Cage: Sounds of Venice

Program Note

John Cage (1912-1992)
Sounds of Venice (1959)

Many of the fundamental ideas of John Cage’s later compositional practices emerged in his earlier years. He entered Pomona College as a theology major in 1928, and describes in his autobiographical statement why he left soon after:

“I was shocked at college to see one hundred of my classmates in the library all reading copies of the same book. Instead of doing as they did, I went into the stacks and read the first book written by an author whose name began with Z. I received the highest grade in the class. That convinced me that the institution was not being run correctly. I left.”

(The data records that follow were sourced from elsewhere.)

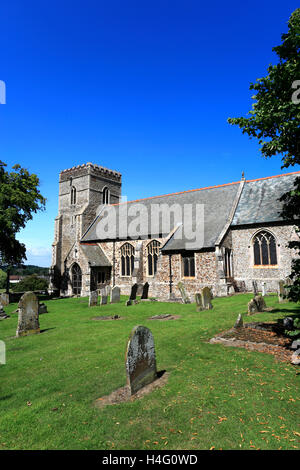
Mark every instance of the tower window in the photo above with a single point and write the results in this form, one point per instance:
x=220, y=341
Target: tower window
x=73, y=195
x=264, y=249
x=105, y=196
x=152, y=256
x=188, y=265
x=127, y=259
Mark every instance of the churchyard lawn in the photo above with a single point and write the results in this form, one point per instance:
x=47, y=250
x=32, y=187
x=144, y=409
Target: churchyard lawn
x=216, y=397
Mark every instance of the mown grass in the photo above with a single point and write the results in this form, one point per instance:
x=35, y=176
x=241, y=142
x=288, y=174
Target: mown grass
x=216, y=397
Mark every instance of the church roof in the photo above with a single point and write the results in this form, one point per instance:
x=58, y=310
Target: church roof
x=259, y=200
x=238, y=203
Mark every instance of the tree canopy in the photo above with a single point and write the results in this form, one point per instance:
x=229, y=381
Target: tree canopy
x=275, y=121
x=20, y=198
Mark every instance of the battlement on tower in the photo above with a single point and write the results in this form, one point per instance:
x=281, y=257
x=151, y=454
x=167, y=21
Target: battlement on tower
x=89, y=169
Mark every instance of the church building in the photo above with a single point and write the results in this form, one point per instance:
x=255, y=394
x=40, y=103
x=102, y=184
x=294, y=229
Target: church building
x=223, y=237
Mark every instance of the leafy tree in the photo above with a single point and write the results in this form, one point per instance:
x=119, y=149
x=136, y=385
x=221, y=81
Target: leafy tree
x=19, y=199
x=275, y=121
x=31, y=283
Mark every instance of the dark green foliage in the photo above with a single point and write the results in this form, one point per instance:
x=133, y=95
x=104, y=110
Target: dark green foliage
x=275, y=121
x=31, y=283
x=19, y=199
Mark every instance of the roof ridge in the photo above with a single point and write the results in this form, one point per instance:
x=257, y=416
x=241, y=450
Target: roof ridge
x=202, y=189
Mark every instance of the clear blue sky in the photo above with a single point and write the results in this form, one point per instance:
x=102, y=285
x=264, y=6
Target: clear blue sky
x=141, y=87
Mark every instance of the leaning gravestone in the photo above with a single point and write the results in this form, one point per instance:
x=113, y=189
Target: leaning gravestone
x=199, y=304
x=206, y=297
x=93, y=298
x=145, y=291
x=115, y=295
x=183, y=293
x=28, y=320
x=254, y=285
x=133, y=292
x=140, y=359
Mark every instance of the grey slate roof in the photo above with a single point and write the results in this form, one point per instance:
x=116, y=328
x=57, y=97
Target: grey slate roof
x=95, y=255
x=217, y=201
x=259, y=200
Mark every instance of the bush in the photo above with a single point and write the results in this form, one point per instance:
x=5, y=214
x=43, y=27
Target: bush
x=30, y=283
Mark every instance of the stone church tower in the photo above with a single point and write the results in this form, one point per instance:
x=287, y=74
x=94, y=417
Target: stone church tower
x=83, y=190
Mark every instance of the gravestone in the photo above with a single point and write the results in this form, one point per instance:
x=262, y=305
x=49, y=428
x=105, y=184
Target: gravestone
x=183, y=293
x=145, y=291
x=115, y=295
x=140, y=359
x=206, y=297
x=254, y=285
x=133, y=292
x=4, y=299
x=93, y=298
x=252, y=307
x=239, y=322
x=42, y=308
x=199, y=304
x=28, y=320
x=261, y=304
x=282, y=292
x=139, y=290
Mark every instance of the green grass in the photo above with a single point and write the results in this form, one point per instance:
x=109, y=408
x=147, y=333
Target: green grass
x=216, y=396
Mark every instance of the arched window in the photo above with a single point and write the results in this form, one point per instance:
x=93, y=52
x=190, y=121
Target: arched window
x=105, y=196
x=73, y=195
x=76, y=279
x=152, y=257
x=127, y=259
x=264, y=249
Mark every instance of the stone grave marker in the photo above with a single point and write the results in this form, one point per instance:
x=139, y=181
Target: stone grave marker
x=115, y=295
x=4, y=299
x=183, y=293
x=140, y=359
x=28, y=320
x=145, y=291
x=254, y=285
x=198, y=299
x=206, y=297
x=93, y=298
x=133, y=292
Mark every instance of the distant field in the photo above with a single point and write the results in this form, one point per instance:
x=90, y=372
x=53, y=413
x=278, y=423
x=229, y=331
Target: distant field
x=216, y=397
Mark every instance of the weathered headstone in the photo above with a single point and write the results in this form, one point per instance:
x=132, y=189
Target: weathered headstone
x=140, y=359
x=28, y=320
x=115, y=295
x=261, y=304
x=199, y=304
x=252, y=307
x=4, y=299
x=93, y=298
x=133, y=292
x=42, y=308
x=183, y=293
x=239, y=322
x=254, y=285
x=145, y=291
x=282, y=292
x=206, y=297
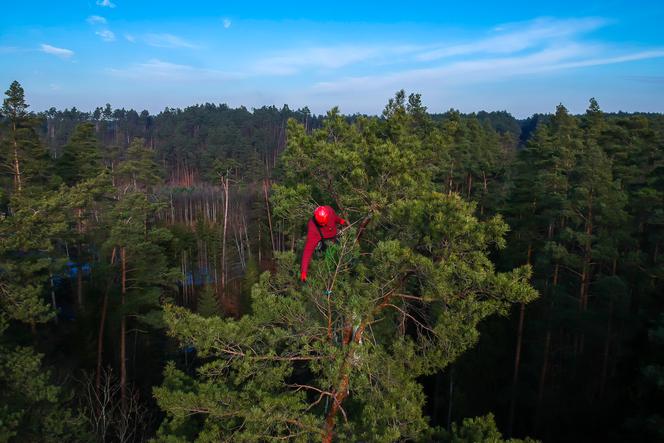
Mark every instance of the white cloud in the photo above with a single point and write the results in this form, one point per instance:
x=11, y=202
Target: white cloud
x=96, y=20
x=156, y=69
x=106, y=3
x=59, y=52
x=335, y=57
x=106, y=35
x=485, y=70
x=518, y=37
x=167, y=41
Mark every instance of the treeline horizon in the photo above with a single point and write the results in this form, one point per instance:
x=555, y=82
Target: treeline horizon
x=504, y=269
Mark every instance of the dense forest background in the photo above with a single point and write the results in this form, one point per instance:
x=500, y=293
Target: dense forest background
x=109, y=216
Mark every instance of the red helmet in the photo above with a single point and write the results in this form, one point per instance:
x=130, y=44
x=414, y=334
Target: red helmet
x=322, y=215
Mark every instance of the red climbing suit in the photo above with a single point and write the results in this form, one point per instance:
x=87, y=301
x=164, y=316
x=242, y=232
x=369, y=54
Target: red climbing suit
x=328, y=230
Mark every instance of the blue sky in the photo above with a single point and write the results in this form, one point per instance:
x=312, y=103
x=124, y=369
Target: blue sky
x=524, y=57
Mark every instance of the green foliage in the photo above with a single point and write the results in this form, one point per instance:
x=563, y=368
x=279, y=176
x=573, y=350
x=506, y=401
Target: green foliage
x=478, y=430
x=81, y=158
x=208, y=304
x=409, y=285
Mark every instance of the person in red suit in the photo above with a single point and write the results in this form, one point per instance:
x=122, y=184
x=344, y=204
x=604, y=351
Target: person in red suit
x=321, y=227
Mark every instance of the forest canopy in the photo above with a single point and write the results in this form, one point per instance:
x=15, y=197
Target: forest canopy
x=494, y=276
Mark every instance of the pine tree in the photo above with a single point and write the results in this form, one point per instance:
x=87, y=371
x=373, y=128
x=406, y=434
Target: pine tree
x=23, y=155
x=208, y=305
x=81, y=158
x=339, y=358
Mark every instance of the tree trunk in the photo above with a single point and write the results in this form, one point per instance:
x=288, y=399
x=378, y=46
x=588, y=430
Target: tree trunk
x=517, y=354
x=269, y=215
x=607, y=347
x=123, y=327
x=17, y=165
x=100, y=334
x=517, y=363
x=224, y=182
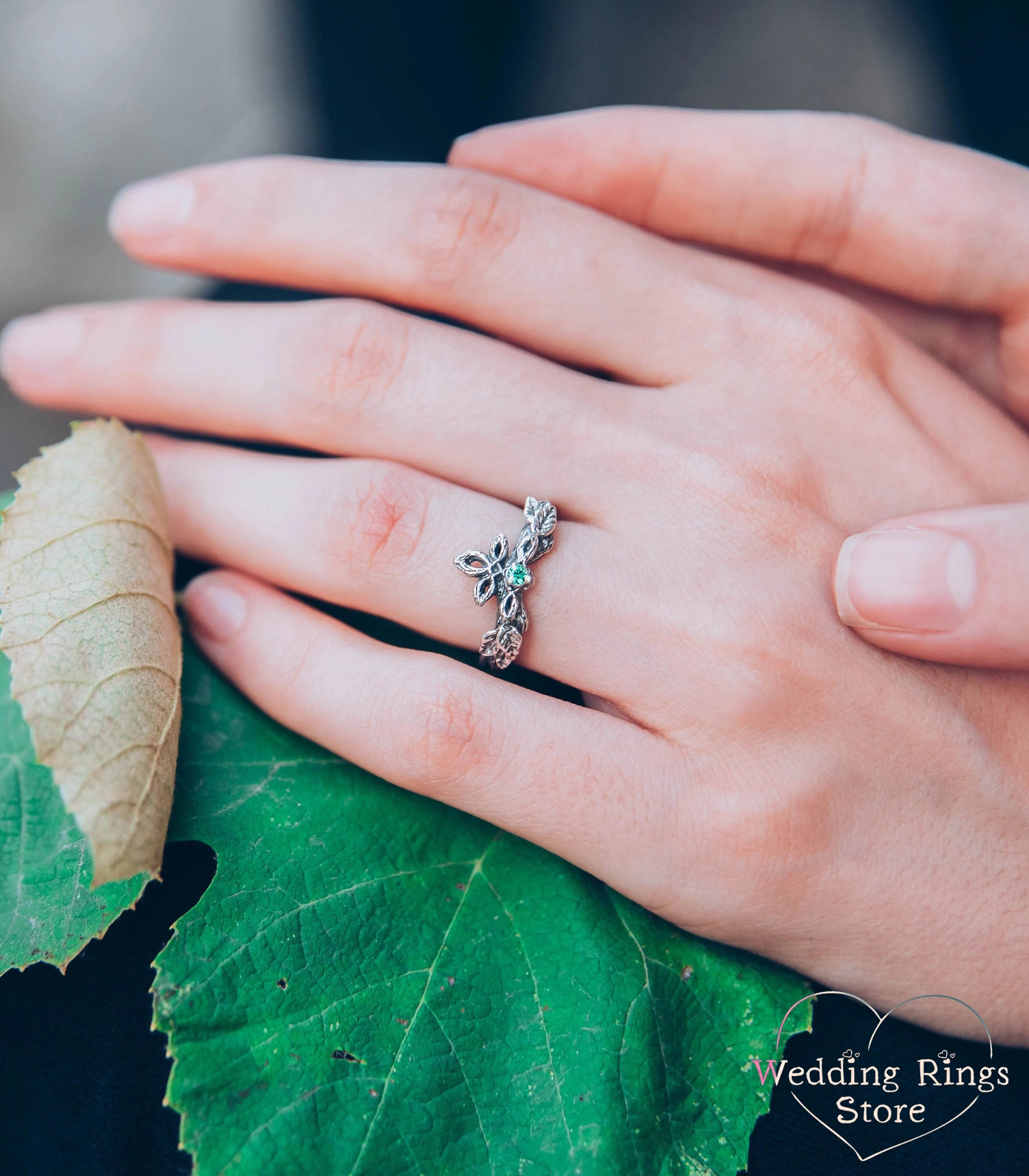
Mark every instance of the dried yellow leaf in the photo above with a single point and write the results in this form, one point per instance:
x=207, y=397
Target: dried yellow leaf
x=89, y=622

Decades later, Cage would become a pioneer of indeterminacy in composition and in performance, where elements of the music are left up to chance or to the whim of the players. In 1951, Cage acquired the first English translation of the I Ching [Book of Changes], the Chinese symbol system designed for divination. Much of his subsequent work used operations based on pages from the I Ching to which Cage would randomly flip, including Imaginary Landscape No. 4 (1951) for 12 radio receivers, Music of Changes (1951) for piano, and, later, Cheap Imitation. He also composed using star charts in his Etudes Australes (1975) for piano and Atlas Eclipticalis (1962) for orchestra. Cage’s most ambitious work involving chance procedures was Europeras I & 2 (1987), which uses the I Ching to generate every aspect of the production—libretto, score, costumes, sets, lighting, “plot”—based on a database of over 100 classic European operas. According to Cage, his use of the technique allowed a piece to be performed in chaotically different ways, and also fulfilled his intention to “let things be themselves.”